Deuxièmement, cela nécessitera d’importantes mesures de relance en faveur de la consommation — pas seulement ma réforme préférée du filet de sécurité sociale, mais aussi d’autres options possibles, notamment la réforme du hukou pour les travailleurs migrants, le relèvement de l’âge de la retraite, le développement de la « silencieuse économie » et, dernièrement, les campagnes de reprise de biens de consommation durables, préférées du gouvernement.

En fin de compte, bien sûr, le choix entre les options politiques favorables à la consommation appartient aux dirigeants chinois. Il en va de même pour les priorités stratégiques plus larges du 15e Plan quinquennal à venir.

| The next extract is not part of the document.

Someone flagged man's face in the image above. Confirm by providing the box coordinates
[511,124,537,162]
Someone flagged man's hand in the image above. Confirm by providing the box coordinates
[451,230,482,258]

Loin de moi l’idée, ni à aucun autre soi-disant observateur de la Chine, de prescrire une solution unique aux nombreux défis et problèmes complexes auxquels une vaste nation chinoise doit faire face.

Le message du Quatrième Plénum est en deçà de mes espérances. En s’appuyant sur ce qui a exceptionnellement bien fonctionné ces dix dernières années, il est davantage rétrograde qu’anticipation. En se concentrant davantage sur l’offre que sur la demande de l’économie chinoise, il reste dans la zone de confort d’une nation imprégnée de l’héritage de la planification centralisée.

Tous les cinq ans, les dirigeants chinois ont une occasion exceptionnelle de modifier leur stratégie. La Chine traverse un profond ralentissement de sa croissance économique. Comme le montre le graphique ci-dessous, le taux de croissance du PIB sur cinq ans, qui a culminé à 12,5 % lors du huitième plan quinquennal (1991-1995), devrait être bien inférieur à la moitié de ce taux en 2025, à 5,4 %, à l’issue du quatorzième plan quinquennal actuel ; de plus, selon les dernières prévisions de référence du FMI, la croissance ne devrait s’établir qu’à 3,9 % en moyenne sur l’horizon de planification quinquennal de 2026 à 2030.

Le 15e Plan quinquennal doit être conçu dans ce contexte de ralentissement marqué de la croissance économique chinoise. Un plan quinquennal redoublant d’efforts sur les mêmes priorités – modernisation industrielle et innovation locale – mises en œuvre pendant ce ralentissement, peut-il générer spontanément une croissance plus forte ?

Les dirigeants chinois disposent encore de quatre mois pour peser soigneusement considérer ces clés avant de finaliser leurs intentions pour les cinq prochaines années.